そのような場合には,覚醒剤を摂取した状況を詳細に聴取し,摂取方法や状況に自らの意思で摂取した場合と矛盾する点がないかどうかを検証し,被疑者の弁解内容が不合理でないことの裏付けを探します。

ウ 覚醒剤を所持していたとしても,覚醒剤を所持している事実や,所持している物が覚醒剤であるという事実を認識していなければ,覚醒剤所持の罪は成立しません。例えば,知人から預かっている荷物に覚醒剤が入っていたが,荷物の中身を知らなかった場合は,覚醒剤を所持しているという認識がなかったことになります。そのような場合には,覚醒剤が入っていた荷物の中身や荷物を預かった経緯及び知人との関係性を確認し,所持の認識がなかったことや弁解内容が不合理でないことの裏付けを探します。
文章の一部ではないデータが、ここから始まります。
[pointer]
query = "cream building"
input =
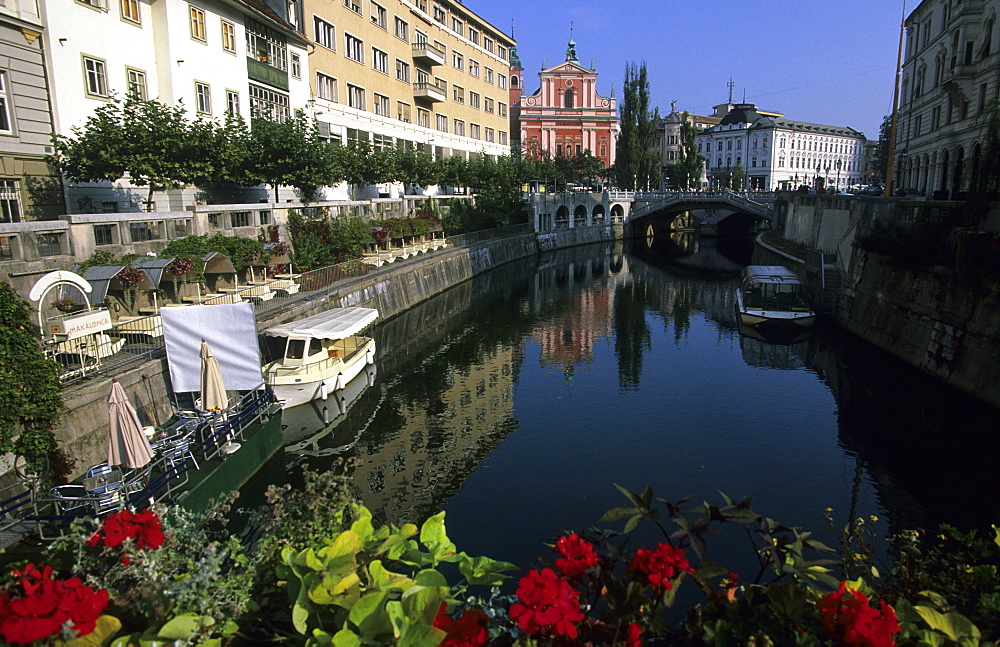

また,複数人で車に乗っており,その車に覚醒剤があった場合は,誰が覚醒剤を所持していたのかという点が問題になります。そのような場合には,車の中の覚醒剤があった場所,誰の車だったのか,車内の状況等を確認し,被疑者・被告人の所持とは評価できないことの裏付けを探すこととなります。

エ 捜査段階において,被疑者の弁解内容の裏付けを探し,それをもとに作成した意見書を検察官に提出し,不起訴処分を求めます。
起訴された場合は,被告人の弁解が不合理でないことを主張・立証し,無罪判決の獲得を目指します。